Son avocat, Hugues Vigier, se dit surpris, et avance la possibilité que quelqu’un soit venu le chercher » non pas pour le libérer mais pour le rendre disponible et peut-être lui faire payer ce que nous supposons qu’il aurait lui-même commis « . Est-ce une hypothèse possible ?
J’ai eu plusieurs conversations avec de gros voyous, qui ont analysé la vidéo. Et plusieurs d’entre eux m’ont dit : « écoute, ce n’est pas si clair. Ce n’est peut-être pas une évasion. Peut-être qu’ils sont venus le chercher « . Là où Hugues Vigier a sans doute raison, c’est qu’on a l’impression, en regardant bien cette vidéo, que Mohamed Amra ne descend pas immédiatement du fourgon. On peut effectivement imaginer, dans la mesure où cet homme est a priori en guerre. avec un certain nombre de concurrents, l’hypothèse selon laquelle on était venu le chercher pour d’autres raisons : le faire parler, lui demander de l’argent…
durée de la vidéo : 00h00mn49s
Un fourgon de prison a été attaqué ce mardi 14 mai au péage d’Incarville dans l’Eure. Deux gardiens de prison ont été abattus.
•
©France 3 Normandie
Les complices sont allés jusqu’à tuer. Peut-on dire qu’ils relèvent nécessairement du crime organisé ?

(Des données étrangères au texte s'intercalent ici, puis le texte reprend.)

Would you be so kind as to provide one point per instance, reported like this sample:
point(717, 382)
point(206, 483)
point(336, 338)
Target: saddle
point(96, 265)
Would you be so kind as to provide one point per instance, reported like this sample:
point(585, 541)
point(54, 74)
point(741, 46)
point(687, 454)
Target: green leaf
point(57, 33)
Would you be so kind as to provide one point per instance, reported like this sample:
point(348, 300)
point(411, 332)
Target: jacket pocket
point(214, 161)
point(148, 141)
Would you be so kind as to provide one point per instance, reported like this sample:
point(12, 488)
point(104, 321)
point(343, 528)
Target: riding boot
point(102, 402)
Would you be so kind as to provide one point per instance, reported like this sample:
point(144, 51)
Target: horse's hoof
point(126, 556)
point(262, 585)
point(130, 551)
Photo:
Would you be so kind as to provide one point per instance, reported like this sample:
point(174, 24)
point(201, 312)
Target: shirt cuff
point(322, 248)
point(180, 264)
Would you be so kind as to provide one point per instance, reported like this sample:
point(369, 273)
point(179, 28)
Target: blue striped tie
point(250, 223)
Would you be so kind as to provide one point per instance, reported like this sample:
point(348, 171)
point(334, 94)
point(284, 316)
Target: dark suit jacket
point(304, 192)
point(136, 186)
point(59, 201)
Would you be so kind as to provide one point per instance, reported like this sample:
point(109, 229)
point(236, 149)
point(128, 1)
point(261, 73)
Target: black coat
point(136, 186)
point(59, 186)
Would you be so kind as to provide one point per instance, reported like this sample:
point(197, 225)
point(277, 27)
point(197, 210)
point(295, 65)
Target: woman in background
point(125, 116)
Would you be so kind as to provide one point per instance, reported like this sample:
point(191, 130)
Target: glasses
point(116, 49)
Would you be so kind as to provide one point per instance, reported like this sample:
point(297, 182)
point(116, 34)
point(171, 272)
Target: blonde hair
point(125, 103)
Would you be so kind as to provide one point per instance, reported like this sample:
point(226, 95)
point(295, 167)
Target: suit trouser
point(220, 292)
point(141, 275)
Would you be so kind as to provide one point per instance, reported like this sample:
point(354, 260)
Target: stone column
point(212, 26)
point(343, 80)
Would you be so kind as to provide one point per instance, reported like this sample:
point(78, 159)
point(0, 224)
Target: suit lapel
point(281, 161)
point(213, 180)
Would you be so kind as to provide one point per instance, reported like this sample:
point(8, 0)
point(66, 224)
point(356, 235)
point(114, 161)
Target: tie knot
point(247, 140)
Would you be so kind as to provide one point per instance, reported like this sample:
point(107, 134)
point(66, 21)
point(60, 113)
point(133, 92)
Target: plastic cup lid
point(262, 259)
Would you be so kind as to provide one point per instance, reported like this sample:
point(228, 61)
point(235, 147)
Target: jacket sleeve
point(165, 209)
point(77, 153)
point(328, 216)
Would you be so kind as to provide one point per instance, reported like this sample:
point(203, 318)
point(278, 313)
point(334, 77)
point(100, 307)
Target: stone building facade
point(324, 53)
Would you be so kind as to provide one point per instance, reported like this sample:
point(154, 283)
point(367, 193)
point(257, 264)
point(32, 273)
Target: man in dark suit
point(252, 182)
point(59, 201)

Je ne pense pas voir de pieds nickelés. J’ai l’impression d’être face à des tueurs très jeunes, comme on en voit dans le paysage français depuis environ 2 ou 3 ans. Quand on observe le déroulement de la scène, c’est assez précis. Il y avait forcément un point de départ, une étude du parcours emprunté, une analyse du nombre de véhicules et des forces en présence.
C’est ce qui me frappe : quand on va libérer quelqu’un, l’objectif n’est pas de massacrer tout le monde autour, c’est de faire sortir la personne. Si vous êtes de vrais professionnels, vous parvenez à neutraliser les gardiens qui accompagnent le détenu. Vous n’êtes pas obligé, comme ils l’ont fait, sans aucune hésitation, d’aller tuer tout le monde. C’est là qu’on peut s’interroger sur leur professionnalisme.